No fundo, estamos perante o culminar da política de exclusão que sempre norteou quem se mantém no poder. Uma forma refinada da posição abrupta do “ou eles, ou nós” ou do “cavalinho-marinho com o povo” como outrora defenderam. A par da obsessão em redor do herói e da heroicidade, encontra-se a cegueira que não lhes permite enxergar o horizonte. Não compreendem que a exclusão acaba por criar roturas, dando lugar à instabilidade e a convulsões, que no fim acabarão mesmo por impedir que o partidão possa reclamar ser ele o único que faz e que fez.

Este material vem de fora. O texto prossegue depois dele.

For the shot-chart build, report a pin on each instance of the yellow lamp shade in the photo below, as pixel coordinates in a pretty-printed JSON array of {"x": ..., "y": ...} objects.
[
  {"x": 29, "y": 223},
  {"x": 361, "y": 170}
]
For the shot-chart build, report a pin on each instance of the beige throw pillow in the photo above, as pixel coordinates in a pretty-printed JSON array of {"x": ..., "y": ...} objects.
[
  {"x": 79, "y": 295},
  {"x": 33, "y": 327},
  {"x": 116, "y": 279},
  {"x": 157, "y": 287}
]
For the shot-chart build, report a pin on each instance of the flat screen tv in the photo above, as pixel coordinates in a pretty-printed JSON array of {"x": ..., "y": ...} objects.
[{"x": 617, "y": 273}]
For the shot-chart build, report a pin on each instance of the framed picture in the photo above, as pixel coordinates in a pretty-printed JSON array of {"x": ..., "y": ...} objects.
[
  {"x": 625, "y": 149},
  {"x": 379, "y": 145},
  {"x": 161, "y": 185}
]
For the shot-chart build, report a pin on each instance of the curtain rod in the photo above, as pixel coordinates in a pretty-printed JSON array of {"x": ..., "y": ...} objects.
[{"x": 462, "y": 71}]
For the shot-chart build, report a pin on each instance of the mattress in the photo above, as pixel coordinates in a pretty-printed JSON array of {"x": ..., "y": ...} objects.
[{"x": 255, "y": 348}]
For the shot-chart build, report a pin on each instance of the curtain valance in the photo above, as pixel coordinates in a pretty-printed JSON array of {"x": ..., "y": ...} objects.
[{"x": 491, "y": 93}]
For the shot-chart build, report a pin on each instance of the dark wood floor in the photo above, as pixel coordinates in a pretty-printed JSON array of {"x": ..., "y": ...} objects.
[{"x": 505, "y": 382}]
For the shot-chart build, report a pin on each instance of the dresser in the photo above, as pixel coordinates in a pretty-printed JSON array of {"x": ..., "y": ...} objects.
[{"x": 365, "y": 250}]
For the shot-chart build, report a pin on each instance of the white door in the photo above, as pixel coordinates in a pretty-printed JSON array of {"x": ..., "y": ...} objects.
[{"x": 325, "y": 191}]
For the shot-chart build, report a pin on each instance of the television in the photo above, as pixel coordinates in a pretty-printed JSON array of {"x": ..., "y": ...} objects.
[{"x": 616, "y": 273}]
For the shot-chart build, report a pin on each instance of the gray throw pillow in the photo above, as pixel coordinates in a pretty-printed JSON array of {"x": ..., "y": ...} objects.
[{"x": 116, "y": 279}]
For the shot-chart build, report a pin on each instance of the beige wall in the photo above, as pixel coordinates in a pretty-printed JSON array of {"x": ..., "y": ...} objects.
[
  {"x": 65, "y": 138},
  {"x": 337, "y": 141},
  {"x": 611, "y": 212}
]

(Editorial do Canal de Moçambique)
O feriado que ontem se assinalou foi sempre visto como uma data exclusiva de um clube elitista, do género do “Menina não Entra”, da célebre banda desenhada do «Bolinha» dos anos 50 e 60, e que, por não pretender dar ares de machista, não franqueava a entrada aos “reaccionários” e aos “inimigos do povo”. No clube só entram os “melhores filhos do povo” e mesmos estes passam pelo crivo da “classe dirigente” para assim se determinar quem tem direito a cacifo próprio no interior da cripta estrelada. Com o passar dos anos, o herói e a heroicidade tornaram-se obsessões patológicas, não faltando até debates e discussões – e reflexões também – sobre quem deve e quem não pode ser herói nacional.
Ficou célebre a frase de um conhecido escritor americano, “mostra-me um herói, e eu escrevo-te uma tragédia”. A grande tragédia moçambicana é que, por detrás da heroicidade nacional, encontra-se oculto um maquiavélico esquema. Um regime, que há quem o equipare a uma verdadeira seita, decidiu que o poder é eternamente seu. Se, na fase das “amplas liberdades”, assegurava esse poder pelo cano das espingardas, hoje, na fase do pluralismo democrático – em que sempre acreditaram, a julgar pelo que nos conta um cronista dominical – o regime recorre à fraude descarada em cada plebiscito que organiza. Conseguiu que os seus pares em conselhos e comissões jogassem mão de um ardil que se tornou em cliché, assumindo foros de jurisprudência, que consiste em reconhecer e admitir a existência de “irregularidades”, para depois concluir, sabia e doutamente, que estas em nada alterariam os resultados finais, pois a vanguarda de ontem – cuja retaguarda era formada pelos bastões e as Kalashes apontadas às costas do pacato cidadão – continua a arrastar as largas massas. O grande mistério reside em poder descortinar-se a razão para tanta falcatrua em cada acto eleitoral, marcado sempre por protestos, não apenas dos “perdedores” mas também da parte de quem observa e edifica as traves-mestras do edifício que – o tal partido que fez e que faz – de antemão está sempre está ciente da vitória em cada corrida.
Uma vez arrumado o caso, os vencedores dão ares de mestres da reconciliação e num gesto paternalista organizam convívios com os que antes haviam atropelado pelo caminho. Pelo menos, passam a figurar como estando isentos da prática sinistra do “atropela e foge”, e também como apostados na reconciliação da grande família dos eternamente condenados à derrota em jogos nada limpos.
No fundo, estamos perante o culminar da política de exclusão que sempre norteou quem se mantém no poder. Uma forma refinada da posição abrupta do “ou eles, ou nós” ou do “cavalinho-marinho com o povo” como outrora defenderam. A par da obsessão em redor do herói e da heroicidade, encontra-se a cegueira que não lhes permite enxergar o horizonte. Não compreendem que a exclusão acaba por criar roturas, dando lugar à instabilidade e a convulsões, que no fim acabarão mesmo por impedir que o partidão possa reclamar ser ele o único que faz e que fez.